If you're going to end up renting a huge professional rig to attach a sensor to it to get the same results as a typical FF or even APS-C camera, you've lost the message.

In other words, "that rig is so big yet comes with so many limitations that it's foolish to not just use any normal camera body"


The point is that it is the internal recording that is being touted. It captures log. It captures ProRes. Even without the special lens, it still does all of that. To show that off, they put a really nice piece of glass in front of it. Even if they disable all of the AI processing, it's still really clean video.

Today, what is a normal camera body? BlackMagic's cinema cameras are not much larger than an iPhone Pro Max Ultra+ model. I have seen the BMD 16mm format camera with giant Angénieux lenses attached to them. The camera is barely noticeable. Not really sure what you're point about the camera size is, and why you're so focused on it. The fact that a small device like a phone can create the clean log ProRes file is the point.


It's not misleading.

iPhone has a lot of things that other bodies won't have.
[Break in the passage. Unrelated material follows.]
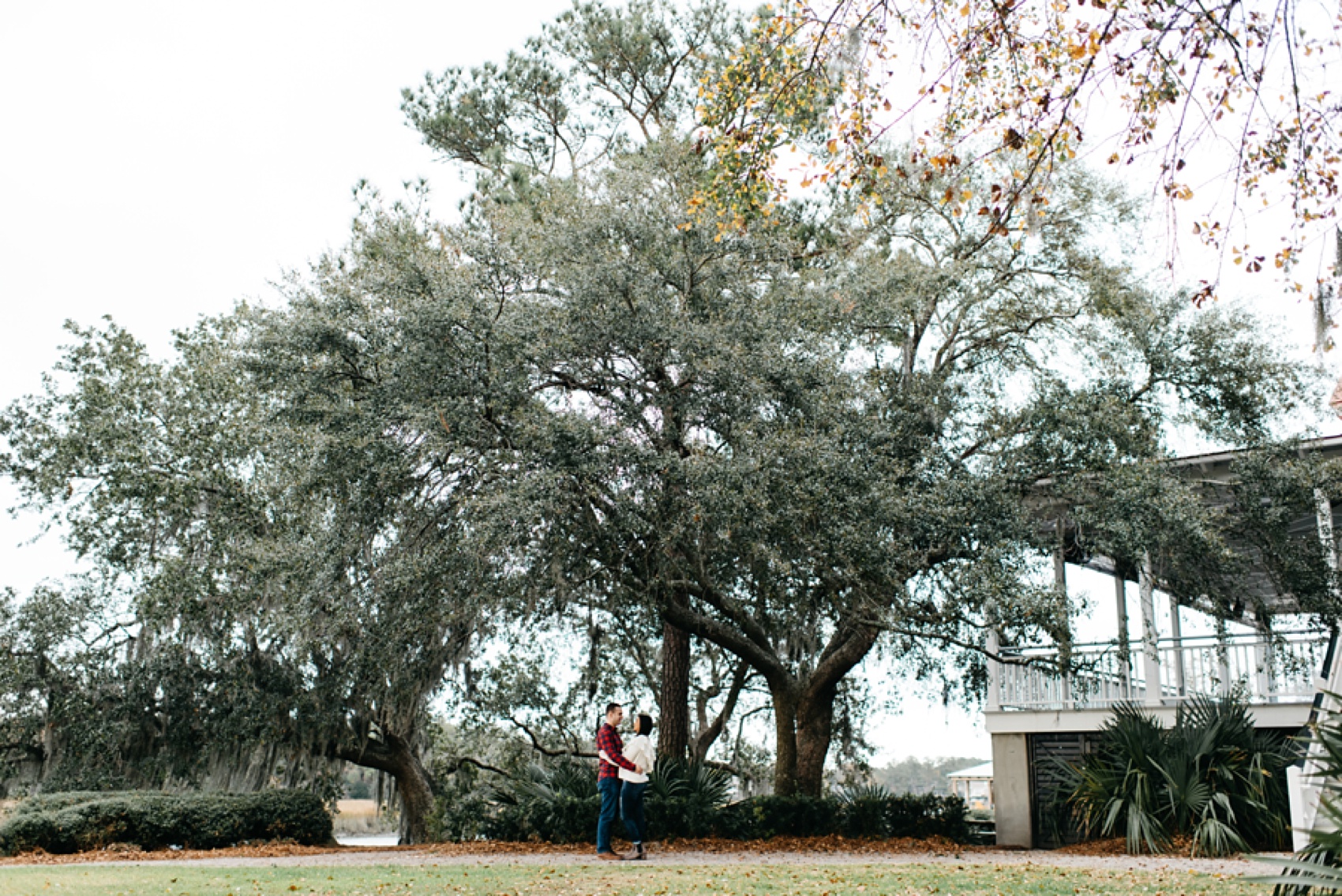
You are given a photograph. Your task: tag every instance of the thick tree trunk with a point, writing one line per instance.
(785, 740)
(414, 785)
(674, 699)
(815, 733)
A chip powerful enough to do on-device editing, a top-tier calibrated OLED screen with 1600 nits HDR brightness, an extensive suite of apps, on-board AI, etc etc.

I think it's really cool to see these devices become even more capable.


Professionals will never use a rig like that, and the implication when they say "shot with iPhone" is that by buying iPhone you'll be able to shoot something like that, so it is misleading advertising.


Never say never. Steven Soderbergh shot Unsane with phones and I wouldn't be surprised if other commercial movies have been shot on phones.


True, it would be better to say 99% of professionals won't be using rigs like that for the time being, I was generalising.


The van diagram of people who

- can afford the rig showcased here

- use an iphone to shoot professional videos

- edit their videos in a mobile device

is empty


I mean, it can play Fortnite for all the good it does a cameraman. At the end of the day I don't think on-device editing and apps/AI is really a killer feature at all. People want the raw footage, and Apple pushed to make the iPhone capable of that early.

For that matter, does Apple still not offer a way to get regular RAW files from your phone, or are we still stuck in proprietary candyland?


Assuming you're talking about ProRAW, it's not proprietary or a closed format. They're just DNG files that adhere to the DNG 1.6 standard.